A new scientific development may be a game changer for people with aphasia. The subhead on The New York Times article says it all: “A prosthetic voice decodes what the brain intends to say and generates (mostly) understandable speech, no muscle movement needed.”
In other words, you think it, the machine says it.
It’s a great leap forward for people experiencing paralysis after a stroke, accident, or neurodegenerative disease, but it’s also potentially a useful tool for people with aphasia who have difficulty turning their thoughts into spoken words. The machine “decodes the brain’s vocal intentions and translates them into mostly understandable speech.” It creates speech by understanding brain signals.
This advancement isn’t ready for public use. It is still being tested on people who have access to speech before moving it to people who do not have the ability to speak. Initial findings were reported in the journal Nature last week, but we’re still a long ways away from the average person with aphasia using the tool as they work to regain speech.
It is currently moving into a new trial with people experiencing epilepsy. The New York Times reports:
Five such patients at U.C.S.F. agreed to test the virtual voice generator. Each had been implanted with one or two electrode arrays: stamp-size pads, containing hundreds of tiny electrodes, that were placed on the surface of the brain.
Those participants then read sentences, allowing the researchers to study the neurons and how they relate to jaw and tongue movements that occur during the speech. Researchers were then able to recreate those sentences with the machine. You can listen to a sample embedded in the article midway down the page and hear both the original reading and the recreated reading.

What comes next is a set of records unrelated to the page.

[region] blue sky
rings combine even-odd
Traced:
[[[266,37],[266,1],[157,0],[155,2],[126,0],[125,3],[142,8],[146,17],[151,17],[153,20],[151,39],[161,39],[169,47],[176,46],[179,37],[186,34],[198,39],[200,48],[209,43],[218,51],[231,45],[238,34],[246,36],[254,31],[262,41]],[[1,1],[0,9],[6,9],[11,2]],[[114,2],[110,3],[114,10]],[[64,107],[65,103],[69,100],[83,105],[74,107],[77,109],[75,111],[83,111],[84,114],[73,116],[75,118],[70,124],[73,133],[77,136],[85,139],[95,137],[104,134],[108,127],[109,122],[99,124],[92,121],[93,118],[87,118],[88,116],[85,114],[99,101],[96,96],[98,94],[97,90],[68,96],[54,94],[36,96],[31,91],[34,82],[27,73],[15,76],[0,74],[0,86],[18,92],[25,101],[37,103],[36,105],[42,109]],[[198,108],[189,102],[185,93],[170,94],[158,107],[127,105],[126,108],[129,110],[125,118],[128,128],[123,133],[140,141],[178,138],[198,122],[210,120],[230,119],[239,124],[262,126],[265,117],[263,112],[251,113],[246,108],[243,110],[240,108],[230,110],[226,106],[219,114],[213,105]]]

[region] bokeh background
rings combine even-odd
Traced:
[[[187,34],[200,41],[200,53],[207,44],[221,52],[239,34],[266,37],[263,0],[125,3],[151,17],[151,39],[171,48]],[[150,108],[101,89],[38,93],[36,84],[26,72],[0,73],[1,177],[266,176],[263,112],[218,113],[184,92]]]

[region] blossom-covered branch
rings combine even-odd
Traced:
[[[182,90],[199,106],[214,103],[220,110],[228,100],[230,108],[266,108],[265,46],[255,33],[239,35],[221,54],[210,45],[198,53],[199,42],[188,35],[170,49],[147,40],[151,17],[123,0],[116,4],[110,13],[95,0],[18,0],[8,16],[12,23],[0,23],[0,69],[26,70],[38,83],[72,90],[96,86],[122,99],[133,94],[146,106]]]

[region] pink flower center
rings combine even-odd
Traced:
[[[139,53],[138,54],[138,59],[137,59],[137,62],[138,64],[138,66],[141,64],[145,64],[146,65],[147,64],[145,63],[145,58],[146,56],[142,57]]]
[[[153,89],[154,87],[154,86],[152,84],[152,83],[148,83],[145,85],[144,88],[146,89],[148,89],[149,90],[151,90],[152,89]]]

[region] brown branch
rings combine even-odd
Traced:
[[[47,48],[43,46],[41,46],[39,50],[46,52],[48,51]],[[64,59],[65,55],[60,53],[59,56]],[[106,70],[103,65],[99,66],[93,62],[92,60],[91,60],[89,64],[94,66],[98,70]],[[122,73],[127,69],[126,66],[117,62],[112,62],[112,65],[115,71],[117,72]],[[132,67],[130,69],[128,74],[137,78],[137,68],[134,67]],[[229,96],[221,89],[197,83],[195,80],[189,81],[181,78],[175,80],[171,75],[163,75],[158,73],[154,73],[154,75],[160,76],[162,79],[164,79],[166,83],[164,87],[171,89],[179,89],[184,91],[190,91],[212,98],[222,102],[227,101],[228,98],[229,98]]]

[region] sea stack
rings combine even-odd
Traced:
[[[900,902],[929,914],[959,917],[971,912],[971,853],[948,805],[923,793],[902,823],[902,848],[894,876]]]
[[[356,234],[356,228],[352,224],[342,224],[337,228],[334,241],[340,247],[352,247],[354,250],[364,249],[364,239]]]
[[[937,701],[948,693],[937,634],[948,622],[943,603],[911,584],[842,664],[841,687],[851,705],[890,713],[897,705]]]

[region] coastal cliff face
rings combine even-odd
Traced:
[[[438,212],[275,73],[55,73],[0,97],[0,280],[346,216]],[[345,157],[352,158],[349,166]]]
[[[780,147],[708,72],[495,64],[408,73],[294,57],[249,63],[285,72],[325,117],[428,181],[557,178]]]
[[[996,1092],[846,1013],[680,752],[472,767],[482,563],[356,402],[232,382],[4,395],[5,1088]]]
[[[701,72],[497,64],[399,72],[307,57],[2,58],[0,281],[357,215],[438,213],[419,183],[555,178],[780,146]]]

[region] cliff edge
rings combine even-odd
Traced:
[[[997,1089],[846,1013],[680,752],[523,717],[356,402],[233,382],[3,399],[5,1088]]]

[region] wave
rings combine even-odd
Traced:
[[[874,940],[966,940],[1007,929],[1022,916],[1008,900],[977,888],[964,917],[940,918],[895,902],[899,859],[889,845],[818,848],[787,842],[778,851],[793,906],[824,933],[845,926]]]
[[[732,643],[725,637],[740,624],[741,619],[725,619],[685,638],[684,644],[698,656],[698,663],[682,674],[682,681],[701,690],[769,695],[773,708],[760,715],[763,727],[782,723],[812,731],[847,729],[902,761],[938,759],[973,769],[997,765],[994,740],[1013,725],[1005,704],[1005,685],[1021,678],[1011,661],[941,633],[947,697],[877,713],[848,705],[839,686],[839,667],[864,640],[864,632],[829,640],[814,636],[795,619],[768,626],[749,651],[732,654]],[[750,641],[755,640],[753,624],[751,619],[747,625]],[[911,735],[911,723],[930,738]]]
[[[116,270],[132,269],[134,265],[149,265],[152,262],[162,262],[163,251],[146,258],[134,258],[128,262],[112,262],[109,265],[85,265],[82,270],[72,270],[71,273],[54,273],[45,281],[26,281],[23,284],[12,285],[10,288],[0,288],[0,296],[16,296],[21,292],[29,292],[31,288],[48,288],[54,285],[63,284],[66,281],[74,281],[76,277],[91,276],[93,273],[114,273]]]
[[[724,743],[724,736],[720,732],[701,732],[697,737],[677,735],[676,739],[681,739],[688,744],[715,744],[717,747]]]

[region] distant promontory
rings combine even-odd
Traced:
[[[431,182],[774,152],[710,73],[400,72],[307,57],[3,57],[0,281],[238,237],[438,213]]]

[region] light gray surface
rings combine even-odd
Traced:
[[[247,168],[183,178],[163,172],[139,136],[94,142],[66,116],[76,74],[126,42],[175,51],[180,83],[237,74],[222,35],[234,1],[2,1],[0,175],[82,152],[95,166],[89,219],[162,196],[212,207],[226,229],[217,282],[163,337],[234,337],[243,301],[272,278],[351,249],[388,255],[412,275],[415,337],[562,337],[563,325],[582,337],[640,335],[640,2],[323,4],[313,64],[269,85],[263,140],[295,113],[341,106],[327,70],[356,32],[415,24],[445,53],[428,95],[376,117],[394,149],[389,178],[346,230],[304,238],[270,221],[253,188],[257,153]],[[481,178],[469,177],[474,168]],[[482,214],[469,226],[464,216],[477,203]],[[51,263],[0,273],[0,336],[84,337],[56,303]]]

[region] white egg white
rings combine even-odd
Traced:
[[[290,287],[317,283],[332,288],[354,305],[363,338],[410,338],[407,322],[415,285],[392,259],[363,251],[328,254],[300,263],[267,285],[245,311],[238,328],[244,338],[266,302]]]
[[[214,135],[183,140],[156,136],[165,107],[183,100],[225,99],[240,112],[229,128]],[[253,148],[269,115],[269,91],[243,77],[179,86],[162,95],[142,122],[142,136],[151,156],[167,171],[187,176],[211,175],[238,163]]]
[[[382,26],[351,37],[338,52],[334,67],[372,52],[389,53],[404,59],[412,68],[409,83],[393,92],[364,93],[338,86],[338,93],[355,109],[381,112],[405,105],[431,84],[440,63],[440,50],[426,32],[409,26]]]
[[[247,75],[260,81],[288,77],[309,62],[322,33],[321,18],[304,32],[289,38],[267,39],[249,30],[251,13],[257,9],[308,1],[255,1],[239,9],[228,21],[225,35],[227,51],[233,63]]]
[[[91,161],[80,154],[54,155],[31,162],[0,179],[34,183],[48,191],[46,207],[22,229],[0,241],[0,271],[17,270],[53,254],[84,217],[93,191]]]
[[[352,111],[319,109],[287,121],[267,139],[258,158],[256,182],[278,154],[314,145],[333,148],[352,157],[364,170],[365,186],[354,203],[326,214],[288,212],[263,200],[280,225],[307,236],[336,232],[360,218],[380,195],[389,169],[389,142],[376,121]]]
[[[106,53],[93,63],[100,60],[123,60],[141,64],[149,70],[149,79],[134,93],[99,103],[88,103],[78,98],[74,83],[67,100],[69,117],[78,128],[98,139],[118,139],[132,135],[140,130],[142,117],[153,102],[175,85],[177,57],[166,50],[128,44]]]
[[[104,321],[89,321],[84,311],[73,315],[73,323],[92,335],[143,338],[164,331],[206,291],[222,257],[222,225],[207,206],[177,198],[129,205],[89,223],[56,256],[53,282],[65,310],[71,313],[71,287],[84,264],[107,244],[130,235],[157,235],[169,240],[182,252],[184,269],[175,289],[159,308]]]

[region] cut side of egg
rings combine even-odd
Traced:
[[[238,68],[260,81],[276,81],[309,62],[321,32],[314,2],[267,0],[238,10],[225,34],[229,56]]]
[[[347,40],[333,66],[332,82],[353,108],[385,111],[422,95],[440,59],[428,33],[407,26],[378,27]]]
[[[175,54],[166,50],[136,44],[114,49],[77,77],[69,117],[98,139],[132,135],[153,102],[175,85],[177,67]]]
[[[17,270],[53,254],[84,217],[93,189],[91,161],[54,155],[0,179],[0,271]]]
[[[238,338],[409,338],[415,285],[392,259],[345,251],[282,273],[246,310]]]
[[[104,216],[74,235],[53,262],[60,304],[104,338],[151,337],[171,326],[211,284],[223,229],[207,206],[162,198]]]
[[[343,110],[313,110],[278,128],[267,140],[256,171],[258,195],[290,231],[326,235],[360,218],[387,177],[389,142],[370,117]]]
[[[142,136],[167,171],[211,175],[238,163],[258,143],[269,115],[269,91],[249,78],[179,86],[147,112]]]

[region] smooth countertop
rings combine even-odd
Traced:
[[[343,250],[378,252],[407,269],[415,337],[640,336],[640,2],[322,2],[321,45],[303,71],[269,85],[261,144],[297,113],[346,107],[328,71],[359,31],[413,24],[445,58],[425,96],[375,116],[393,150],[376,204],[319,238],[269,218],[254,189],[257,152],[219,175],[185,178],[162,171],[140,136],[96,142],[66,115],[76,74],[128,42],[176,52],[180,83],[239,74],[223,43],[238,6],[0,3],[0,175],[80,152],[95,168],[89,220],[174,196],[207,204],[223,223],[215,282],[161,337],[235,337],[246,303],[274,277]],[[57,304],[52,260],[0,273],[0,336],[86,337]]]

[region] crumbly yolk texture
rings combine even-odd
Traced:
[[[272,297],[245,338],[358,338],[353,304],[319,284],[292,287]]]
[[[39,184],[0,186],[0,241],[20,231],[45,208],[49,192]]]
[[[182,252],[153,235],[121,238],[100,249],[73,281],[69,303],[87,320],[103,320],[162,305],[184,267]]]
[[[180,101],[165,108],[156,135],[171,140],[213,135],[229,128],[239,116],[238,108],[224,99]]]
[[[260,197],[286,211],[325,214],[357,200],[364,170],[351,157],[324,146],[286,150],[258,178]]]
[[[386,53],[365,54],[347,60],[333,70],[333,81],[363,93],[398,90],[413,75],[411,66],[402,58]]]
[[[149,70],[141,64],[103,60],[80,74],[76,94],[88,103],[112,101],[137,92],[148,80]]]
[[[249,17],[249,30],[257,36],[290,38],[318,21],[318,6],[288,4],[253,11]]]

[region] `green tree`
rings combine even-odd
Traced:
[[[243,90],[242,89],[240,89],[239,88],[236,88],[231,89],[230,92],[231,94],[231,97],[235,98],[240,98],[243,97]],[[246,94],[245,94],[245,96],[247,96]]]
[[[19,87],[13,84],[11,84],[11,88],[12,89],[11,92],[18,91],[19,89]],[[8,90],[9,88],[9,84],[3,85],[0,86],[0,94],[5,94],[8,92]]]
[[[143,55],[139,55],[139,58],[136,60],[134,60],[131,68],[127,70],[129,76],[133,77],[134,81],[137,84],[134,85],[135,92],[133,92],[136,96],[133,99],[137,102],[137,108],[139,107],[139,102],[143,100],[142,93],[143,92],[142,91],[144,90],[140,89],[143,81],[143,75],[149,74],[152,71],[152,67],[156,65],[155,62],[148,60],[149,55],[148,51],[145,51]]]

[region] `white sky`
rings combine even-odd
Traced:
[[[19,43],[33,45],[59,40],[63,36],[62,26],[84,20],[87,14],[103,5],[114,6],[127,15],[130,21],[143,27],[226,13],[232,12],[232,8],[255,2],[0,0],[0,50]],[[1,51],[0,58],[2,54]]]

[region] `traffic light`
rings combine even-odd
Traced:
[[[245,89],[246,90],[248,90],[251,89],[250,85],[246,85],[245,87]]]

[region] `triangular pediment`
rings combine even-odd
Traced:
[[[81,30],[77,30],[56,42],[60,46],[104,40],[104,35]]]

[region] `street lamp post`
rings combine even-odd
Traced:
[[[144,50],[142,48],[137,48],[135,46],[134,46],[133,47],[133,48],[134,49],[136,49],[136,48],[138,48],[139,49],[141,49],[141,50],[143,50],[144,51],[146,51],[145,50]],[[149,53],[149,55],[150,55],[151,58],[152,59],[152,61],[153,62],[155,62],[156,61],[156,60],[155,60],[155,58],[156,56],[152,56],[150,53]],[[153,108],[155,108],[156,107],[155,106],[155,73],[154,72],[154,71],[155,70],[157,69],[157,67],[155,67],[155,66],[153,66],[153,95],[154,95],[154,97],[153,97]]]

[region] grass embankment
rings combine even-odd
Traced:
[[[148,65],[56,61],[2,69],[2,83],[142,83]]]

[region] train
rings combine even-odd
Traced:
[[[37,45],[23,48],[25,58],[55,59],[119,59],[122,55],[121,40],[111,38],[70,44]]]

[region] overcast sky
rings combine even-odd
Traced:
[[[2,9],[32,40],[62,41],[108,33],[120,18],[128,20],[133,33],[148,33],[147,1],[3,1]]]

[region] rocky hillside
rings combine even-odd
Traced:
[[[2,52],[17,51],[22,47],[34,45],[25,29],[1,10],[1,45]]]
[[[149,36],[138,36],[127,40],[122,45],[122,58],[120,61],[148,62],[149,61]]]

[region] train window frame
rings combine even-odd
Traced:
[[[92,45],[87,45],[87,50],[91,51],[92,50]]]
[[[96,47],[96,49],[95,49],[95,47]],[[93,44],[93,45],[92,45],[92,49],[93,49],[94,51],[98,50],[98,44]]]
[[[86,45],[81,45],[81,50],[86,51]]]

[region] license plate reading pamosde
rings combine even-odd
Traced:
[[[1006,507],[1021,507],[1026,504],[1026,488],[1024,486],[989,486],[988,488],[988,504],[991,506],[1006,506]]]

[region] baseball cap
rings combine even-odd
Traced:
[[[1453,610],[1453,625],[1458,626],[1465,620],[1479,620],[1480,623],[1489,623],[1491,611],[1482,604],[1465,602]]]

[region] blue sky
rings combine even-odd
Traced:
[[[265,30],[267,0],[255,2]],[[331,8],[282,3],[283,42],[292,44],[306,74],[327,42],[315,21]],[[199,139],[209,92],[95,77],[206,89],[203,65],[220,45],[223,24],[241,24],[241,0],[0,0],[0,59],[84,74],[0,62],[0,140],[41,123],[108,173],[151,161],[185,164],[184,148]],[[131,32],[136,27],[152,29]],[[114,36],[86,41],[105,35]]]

The machine can produce 150 words per minute, about the same speed as average human speech. The researchers foresee the possibility that “off-the-shelf virtual systems could be available one day.”
Researchers now need to test whether they can reproduce speech in people who currently do not have the ability to speak. This presents a new issue, especially when it comes to people with aphasia following a stroke:
The team is planning to move to clinical trials to further test the system. The biggest clinical challenge may be finding suitable patients: strokes that disable a person’s speech often also damage or wipe out the areas of the brain that support speech articulation.
In other words, brain changes may necessitate workarounds in order to find new speech routes in the brain.
It’s an exciting development, and we’ll have more information in the future as we read about new studies.